Research talk:Autoconfirmed article creation trial/Work log/2018-01-31

Wednesday, January 31, 2018

Today I'll write up our results for H1, then start analyzing the AfC data that we've gathered.

H1: Number of registered accounts

Our first hypothesis states that the number of registered accounts will not be affected by ACTRIAL. We did an initial analysis of historical data in our August 8 work log. In that analysis, we looked at the different ways that accounts can be created, and to what extent there is a lot of variation in the data. Our analysis showed that the two types of creation that involves someone else creating the account are stable and fairly low in numbers, leading us to combine that with the regularly created accounts. This is why we from then on only focused on autocreated accounts, being accounts that are created by the system when someone who has an account on another wiki visits the English Wikipedia, and other types of accounts.

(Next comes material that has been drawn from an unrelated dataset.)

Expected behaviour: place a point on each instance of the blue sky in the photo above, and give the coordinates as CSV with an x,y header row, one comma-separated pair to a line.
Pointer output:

I updated the graphs of account registrations with new data using the account creation dataset listed on dataset page. The plots of account creations per day historically, and in the two most recent years are as follows:

In these graphs, we do not see any interruption in the time series in September 2017, suggesting that ACTRIAL has not affected the number of account registrations. We do seek a more thorough analysis of this, though, and therefore turn to forecasting methods in order to understand whether there has actually been a change.

We first investigate how moving from daily to monthly counts can provide us with the insight that we are interested in. One of the challenges with daily count data is that in order to do forecasting well, it needs to consider daily movable events (e.g. holidays like easter, or major sports events). Secondly, a year always has exactly twelve months, making it straightforward to account for yearly trend cycles. At the same time, we need to be careful with missing or anomalous data. In the daily graph, we can see that data is missing for a fairly long period of time in 2011. In order to account for that, we projected registrations for February through May 2011 based on the data from 2009 and 2010. The graph for monthly number of account registrations then looks like this:

In the graph above, we can see that number of registrations consistently drops during the summer months (the middle of each year), and in December as well (Wikipedia is quiet over the holidays, this is also seen in the daily count graphs we saw earlier). We can also see the account alignment project in 2014 and 2015 affecting the number of registered accounts. Apart from the alignment project, there does not appear to be other challenges with the data.

We first calculate the Autocorrelation Function (ACF) for non-autocreated and autocreated accounts, in order to understand whether the time series is stationary or not. The ACF plot for non-autocreated accounts:

Given that the ACF decays rapidly to non-significant autocorrelation, instead of staying significant, it suggests that the time series might not require differencing in order to be stationary. This is not the case for the number of autocreated accounts, which shows a very different AFC:

The number of autocreated accounts has a different AFC partly due to how it increases across time, in 2009 there were less than 50,000 accounts registered per month, in 2017 it's closer to 75,000. As we'll see, we are then required to apply at least first-order differencing to get a stationary time series.

We use ARIMA models for the forecasting, and apply the auto.arima function in R to identify the best model to use. For both non-autocreated and autocreated accounts, we find two competing models with similar log-likelihoods. In both cases, we find that using BIC as the selection criterion results in a simpler model and slightly lower log-likelihood, and therefore choose that.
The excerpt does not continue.